Group Policy Is Not Applying to the Printer

Verify that the correct Group Policy is applied. The relevant policy is Do not allow installation of printers using kernel-mode drivers under Computer Configuration > Administrative Templates > Printers. However, as noted earlier, this policy does not control separator pages. The actual policy for suppressing banner pages is the Separator page setting in the printer’s Advanced tab. If you removed the local separator page via the steps above, the banner should stop. If it continues, check whether the printer is being re-created with a default separator page from a deployment script or a third-party print management tool.

Print Server Has a Default Separator Page Configured

On the print server, open Print Server Properties from the Print Management console. Go to the Advanced tab and check the Separator page drop-down. If a separator page is set here, it applies to all printers on that server. Change it to None and click OK. Then restart the print spooler again.

Client-Side Separator Page Is Configured

On the Windows 11 client computer, open Settings > Bluetooth & devices > Printers & scanners. Select the shared printer, click Printer properties, go to the Advanced tab, and verify the Separator page field is set to None. If a separator page is configured locally on the client, it will print even if the server has none.

Third-Party Print Management Software Overrides Settings

Software such as PaperCut, PrinterLogic, or HP Universal Print Driver may enforce its own separator page settings. Check the software’s configuration for banner suppression. Disable any separator page rules in the third-party tool and then repeat the steps above.
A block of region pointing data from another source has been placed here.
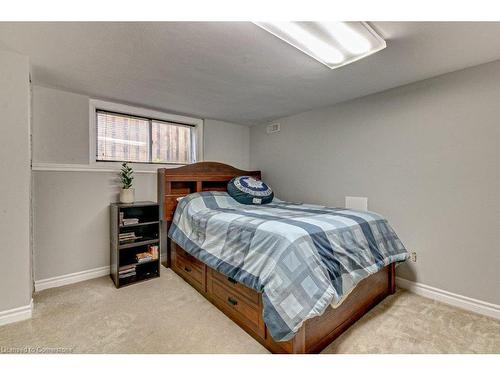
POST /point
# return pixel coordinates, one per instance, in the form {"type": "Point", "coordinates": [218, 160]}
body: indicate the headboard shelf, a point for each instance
{"type": "Point", "coordinates": [178, 182]}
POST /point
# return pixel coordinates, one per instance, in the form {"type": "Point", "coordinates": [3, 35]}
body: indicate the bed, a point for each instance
{"type": "Point", "coordinates": [265, 287]}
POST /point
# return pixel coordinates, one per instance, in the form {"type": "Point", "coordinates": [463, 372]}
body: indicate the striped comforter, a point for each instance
{"type": "Point", "coordinates": [301, 257]}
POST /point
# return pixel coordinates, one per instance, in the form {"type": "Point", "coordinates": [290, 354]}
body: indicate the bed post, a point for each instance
{"type": "Point", "coordinates": [164, 242]}
{"type": "Point", "coordinates": [392, 278]}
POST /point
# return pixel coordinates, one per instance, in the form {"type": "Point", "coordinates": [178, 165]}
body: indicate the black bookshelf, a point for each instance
{"type": "Point", "coordinates": [142, 236]}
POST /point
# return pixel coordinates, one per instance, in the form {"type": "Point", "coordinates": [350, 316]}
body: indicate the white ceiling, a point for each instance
{"type": "Point", "coordinates": [235, 71]}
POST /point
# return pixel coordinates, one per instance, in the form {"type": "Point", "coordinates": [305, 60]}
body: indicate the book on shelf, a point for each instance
{"type": "Point", "coordinates": [130, 221]}
{"type": "Point", "coordinates": [153, 250]}
{"type": "Point", "coordinates": [129, 236]}
{"type": "Point", "coordinates": [127, 271]}
{"type": "Point", "coordinates": [143, 257]}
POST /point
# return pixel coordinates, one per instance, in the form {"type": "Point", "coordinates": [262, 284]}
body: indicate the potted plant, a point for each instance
{"type": "Point", "coordinates": [127, 192]}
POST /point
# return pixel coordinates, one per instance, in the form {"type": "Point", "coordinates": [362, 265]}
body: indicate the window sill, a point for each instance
{"type": "Point", "coordinates": [106, 167]}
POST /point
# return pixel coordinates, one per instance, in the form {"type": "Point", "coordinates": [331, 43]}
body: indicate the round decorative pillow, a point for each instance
{"type": "Point", "coordinates": [248, 190]}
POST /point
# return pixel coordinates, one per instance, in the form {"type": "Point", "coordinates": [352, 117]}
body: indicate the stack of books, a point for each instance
{"type": "Point", "coordinates": [129, 236]}
{"type": "Point", "coordinates": [130, 221]}
{"type": "Point", "coordinates": [126, 271]}
{"type": "Point", "coordinates": [153, 250]}
{"type": "Point", "coordinates": [144, 257]}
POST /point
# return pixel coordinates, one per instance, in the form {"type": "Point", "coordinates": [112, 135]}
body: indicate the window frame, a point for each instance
{"type": "Point", "coordinates": [128, 110]}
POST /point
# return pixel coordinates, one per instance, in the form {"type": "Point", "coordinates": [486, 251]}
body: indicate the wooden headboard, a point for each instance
{"type": "Point", "coordinates": [203, 176]}
{"type": "Point", "coordinates": [178, 182]}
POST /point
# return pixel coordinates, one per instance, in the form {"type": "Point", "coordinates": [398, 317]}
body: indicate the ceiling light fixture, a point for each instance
{"type": "Point", "coordinates": [332, 43]}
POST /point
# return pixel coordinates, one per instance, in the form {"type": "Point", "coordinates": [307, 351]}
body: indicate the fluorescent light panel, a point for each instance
{"type": "Point", "coordinates": [332, 43]}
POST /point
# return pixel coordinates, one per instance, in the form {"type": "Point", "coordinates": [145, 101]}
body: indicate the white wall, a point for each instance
{"type": "Point", "coordinates": [71, 208]}
{"type": "Point", "coordinates": [427, 157]}
{"type": "Point", "coordinates": [15, 276]}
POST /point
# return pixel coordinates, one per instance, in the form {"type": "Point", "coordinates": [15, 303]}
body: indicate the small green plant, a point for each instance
{"type": "Point", "coordinates": [126, 176]}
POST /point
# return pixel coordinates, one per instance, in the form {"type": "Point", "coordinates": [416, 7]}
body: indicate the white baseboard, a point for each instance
{"type": "Point", "coordinates": [466, 303]}
{"type": "Point", "coordinates": [16, 315]}
{"type": "Point", "coordinates": [71, 278]}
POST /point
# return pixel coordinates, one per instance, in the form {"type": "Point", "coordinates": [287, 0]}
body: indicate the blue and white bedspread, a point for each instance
{"type": "Point", "coordinates": [301, 257]}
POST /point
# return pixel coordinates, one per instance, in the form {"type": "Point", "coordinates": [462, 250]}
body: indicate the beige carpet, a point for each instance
{"type": "Point", "coordinates": [166, 315]}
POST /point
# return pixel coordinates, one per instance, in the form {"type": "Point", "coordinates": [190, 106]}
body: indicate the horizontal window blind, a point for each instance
{"type": "Point", "coordinates": [122, 137]}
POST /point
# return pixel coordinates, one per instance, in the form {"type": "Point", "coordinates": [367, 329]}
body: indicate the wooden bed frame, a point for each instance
{"type": "Point", "coordinates": [244, 305]}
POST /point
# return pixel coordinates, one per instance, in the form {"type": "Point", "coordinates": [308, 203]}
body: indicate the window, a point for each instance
{"type": "Point", "coordinates": [124, 133]}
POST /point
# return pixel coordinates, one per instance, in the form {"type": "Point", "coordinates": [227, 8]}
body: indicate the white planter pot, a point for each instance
{"type": "Point", "coordinates": [127, 195]}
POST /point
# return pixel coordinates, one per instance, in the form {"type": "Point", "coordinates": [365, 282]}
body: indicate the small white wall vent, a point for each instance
{"type": "Point", "coordinates": [356, 203]}
{"type": "Point", "coordinates": [273, 128]}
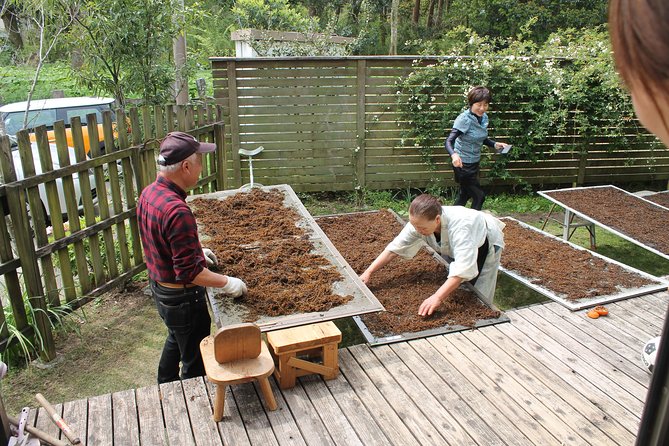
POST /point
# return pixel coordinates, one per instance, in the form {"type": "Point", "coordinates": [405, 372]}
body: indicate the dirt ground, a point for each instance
{"type": "Point", "coordinates": [569, 272]}
{"type": "Point", "coordinates": [402, 285]}
{"type": "Point", "coordinates": [615, 208]}
{"type": "Point", "coordinates": [255, 237]}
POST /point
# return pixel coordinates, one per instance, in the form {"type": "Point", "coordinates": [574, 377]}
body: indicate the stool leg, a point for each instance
{"type": "Point", "coordinates": [286, 372]}
{"type": "Point", "coordinates": [267, 393]}
{"type": "Point", "coordinates": [330, 359]}
{"type": "Point", "coordinates": [219, 402]}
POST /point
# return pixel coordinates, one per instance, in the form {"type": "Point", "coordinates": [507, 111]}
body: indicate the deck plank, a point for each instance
{"type": "Point", "coordinates": [424, 431]}
{"type": "Point", "coordinates": [563, 382]}
{"type": "Point", "coordinates": [435, 409]}
{"type": "Point", "coordinates": [283, 424]}
{"type": "Point", "coordinates": [253, 413]}
{"type": "Point", "coordinates": [653, 311]}
{"type": "Point", "coordinates": [75, 414]}
{"type": "Point", "coordinates": [362, 421]}
{"type": "Point", "coordinates": [577, 374]}
{"type": "Point", "coordinates": [200, 413]}
{"type": "Point", "coordinates": [617, 340]}
{"type": "Point", "coordinates": [594, 347]}
{"type": "Point", "coordinates": [495, 394]}
{"type": "Point", "coordinates": [44, 422]}
{"type": "Point", "coordinates": [100, 424]}
{"type": "Point", "coordinates": [535, 401]}
{"type": "Point", "coordinates": [306, 416]}
{"type": "Point", "coordinates": [150, 415]}
{"type": "Point", "coordinates": [334, 420]}
{"type": "Point", "coordinates": [578, 365]}
{"type": "Point", "coordinates": [547, 388]}
{"type": "Point", "coordinates": [464, 389]}
{"type": "Point", "coordinates": [624, 318]}
{"type": "Point", "coordinates": [584, 353]}
{"type": "Point", "coordinates": [384, 415]}
{"type": "Point", "coordinates": [178, 428]}
{"type": "Point", "coordinates": [231, 427]}
{"type": "Point", "coordinates": [124, 408]}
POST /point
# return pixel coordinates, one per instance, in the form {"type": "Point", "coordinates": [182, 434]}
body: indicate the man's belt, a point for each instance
{"type": "Point", "coordinates": [178, 286]}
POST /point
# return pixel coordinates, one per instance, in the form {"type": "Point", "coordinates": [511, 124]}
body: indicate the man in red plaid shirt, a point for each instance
{"type": "Point", "coordinates": [175, 260]}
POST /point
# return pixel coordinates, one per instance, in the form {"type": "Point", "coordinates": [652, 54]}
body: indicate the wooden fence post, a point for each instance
{"type": "Point", "coordinates": [11, 277]}
{"type": "Point", "coordinates": [361, 164]}
{"type": "Point", "coordinates": [234, 123]}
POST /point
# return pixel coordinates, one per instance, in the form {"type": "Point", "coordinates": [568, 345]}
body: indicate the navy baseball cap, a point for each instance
{"type": "Point", "coordinates": [177, 146]}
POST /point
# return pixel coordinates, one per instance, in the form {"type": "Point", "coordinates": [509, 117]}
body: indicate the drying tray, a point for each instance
{"type": "Point", "coordinates": [372, 339]}
{"type": "Point", "coordinates": [574, 305]}
{"type": "Point", "coordinates": [230, 311]}
{"type": "Point", "coordinates": [546, 194]}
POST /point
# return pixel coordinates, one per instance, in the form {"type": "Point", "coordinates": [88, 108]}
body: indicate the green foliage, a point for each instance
{"type": "Point", "coordinates": [24, 348]}
{"type": "Point", "coordinates": [566, 88]}
{"type": "Point", "coordinates": [125, 47]}
{"type": "Point", "coordinates": [15, 82]}
{"type": "Point", "coordinates": [273, 15]}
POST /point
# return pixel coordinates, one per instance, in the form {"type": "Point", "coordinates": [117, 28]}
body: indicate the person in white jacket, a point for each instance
{"type": "Point", "coordinates": [472, 240]}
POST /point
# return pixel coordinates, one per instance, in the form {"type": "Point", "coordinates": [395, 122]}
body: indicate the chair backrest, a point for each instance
{"type": "Point", "coordinates": [234, 342]}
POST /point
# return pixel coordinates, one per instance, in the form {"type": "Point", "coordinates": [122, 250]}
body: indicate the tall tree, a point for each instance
{"type": "Point", "coordinates": [126, 48]}
{"type": "Point", "coordinates": [10, 18]}
{"type": "Point", "coordinates": [394, 12]}
{"type": "Point", "coordinates": [52, 18]}
{"type": "Point", "coordinates": [416, 12]}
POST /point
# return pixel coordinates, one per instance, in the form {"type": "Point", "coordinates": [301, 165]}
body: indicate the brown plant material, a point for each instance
{"type": "Point", "coordinates": [255, 238]}
{"type": "Point", "coordinates": [568, 272]}
{"type": "Point", "coordinates": [402, 285]}
{"type": "Point", "coordinates": [662, 199]}
{"type": "Point", "coordinates": [621, 211]}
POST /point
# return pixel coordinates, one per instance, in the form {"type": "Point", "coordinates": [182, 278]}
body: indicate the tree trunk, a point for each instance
{"type": "Point", "coordinates": [416, 12]}
{"type": "Point", "coordinates": [440, 12]}
{"type": "Point", "coordinates": [430, 14]}
{"type": "Point", "coordinates": [394, 9]}
{"type": "Point", "coordinates": [11, 22]}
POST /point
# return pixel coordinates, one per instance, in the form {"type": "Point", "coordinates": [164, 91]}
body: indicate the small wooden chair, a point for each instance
{"type": "Point", "coordinates": [236, 354]}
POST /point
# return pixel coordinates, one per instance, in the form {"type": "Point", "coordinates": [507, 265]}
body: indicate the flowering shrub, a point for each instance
{"type": "Point", "coordinates": [566, 91]}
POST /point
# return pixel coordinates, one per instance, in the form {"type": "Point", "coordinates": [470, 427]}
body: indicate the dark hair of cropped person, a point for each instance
{"type": "Point", "coordinates": [425, 206]}
{"type": "Point", "coordinates": [640, 39]}
{"type": "Point", "coordinates": [478, 94]}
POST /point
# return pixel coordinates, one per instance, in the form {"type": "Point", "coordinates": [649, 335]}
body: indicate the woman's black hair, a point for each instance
{"type": "Point", "coordinates": [478, 94]}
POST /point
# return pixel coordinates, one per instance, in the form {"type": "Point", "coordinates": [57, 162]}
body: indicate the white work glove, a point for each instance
{"type": "Point", "coordinates": [210, 257]}
{"type": "Point", "coordinates": [235, 287]}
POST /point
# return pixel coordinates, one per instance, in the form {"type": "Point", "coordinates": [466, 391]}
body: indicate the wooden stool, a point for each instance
{"type": "Point", "coordinates": [293, 346]}
{"type": "Point", "coordinates": [236, 354]}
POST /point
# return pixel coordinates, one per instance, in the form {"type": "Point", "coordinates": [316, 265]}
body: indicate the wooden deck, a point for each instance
{"type": "Point", "coordinates": [549, 377]}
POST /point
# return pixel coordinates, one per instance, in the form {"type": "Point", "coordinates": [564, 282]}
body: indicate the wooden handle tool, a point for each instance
{"type": "Point", "coordinates": [58, 421]}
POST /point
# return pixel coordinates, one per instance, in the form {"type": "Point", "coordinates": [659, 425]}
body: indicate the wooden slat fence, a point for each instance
{"type": "Point", "coordinates": [333, 124]}
{"type": "Point", "coordinates": [49, 264]}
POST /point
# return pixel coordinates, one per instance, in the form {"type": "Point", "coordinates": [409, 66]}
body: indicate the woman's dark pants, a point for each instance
{"type": "Point", "coordinates": [467, 177]}
{"type": "Point", "coordinates": [186, 316]}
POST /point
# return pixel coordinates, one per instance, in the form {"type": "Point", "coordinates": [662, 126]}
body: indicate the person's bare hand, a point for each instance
{"type": "Point", "coordinates": [457, 161]}
{"type": "Point", "coordinates": [429, 306]}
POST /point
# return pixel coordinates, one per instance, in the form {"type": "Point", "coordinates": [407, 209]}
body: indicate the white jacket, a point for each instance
{"type": "Point", "coordinates": [463, 231]}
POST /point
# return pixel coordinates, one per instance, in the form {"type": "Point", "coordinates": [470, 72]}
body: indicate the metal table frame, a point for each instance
{"type": "Point", "coordinates": [398, 337]}
{"type": "Point", "coordinates": [363, 300]}
{"type": "Point", "coordinates": [584, 303]}
{"type": "Point", "coordinates": [595, 222]}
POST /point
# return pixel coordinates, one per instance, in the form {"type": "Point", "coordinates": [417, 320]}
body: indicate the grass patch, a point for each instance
{"type": "Point", "coordinates": [115, 347]}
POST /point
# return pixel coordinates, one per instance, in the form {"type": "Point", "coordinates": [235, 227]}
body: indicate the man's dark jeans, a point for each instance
{"type": "Point", "coordinates": [467, 177]}
{"type": "Point", "coordinates": [186, 316]}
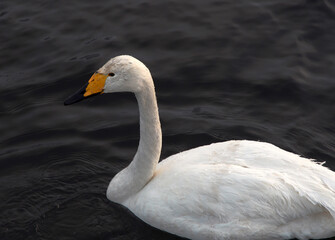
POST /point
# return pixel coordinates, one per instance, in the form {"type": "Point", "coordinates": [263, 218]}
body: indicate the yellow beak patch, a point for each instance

Local Separator Page vs Group Policy Suppression: Control Mechanism Comparison

Item Local Separator Page Group Policy Suppression
Configuration location Printer Properties > Advanced > Separator page Group Policy Management Editor > Computer Configuration > Administrative Templates > Printers
Registry key affected HKLM\SYSTEM\CurrentControlSet\Control\Print\Printers\\SeparatorFile No direct registry key; policy sets a flag in the policy store
Scope Single printer or all printers on a server via Print Server Properties All printers on computers that receive the policy
Precedence Overrides Group Policy if both are configured Only applies if no local separator page exists
Ease of removal Remove via UI or delete registry value Set policy to Not Configured or Disabled

You can now suppress banner pages on Windows 11 by removing the local separator page from the print server and verifying that no client-side or third-party settings interfere. Next, consider auditing all shared printers on your network for hidden separator page configurations using PowerShell commands such as Get-Printer | Select-Object Name, SeparatorPageFile. This command lists every printer and its separator page file, making it easy to find and fix all instances at once.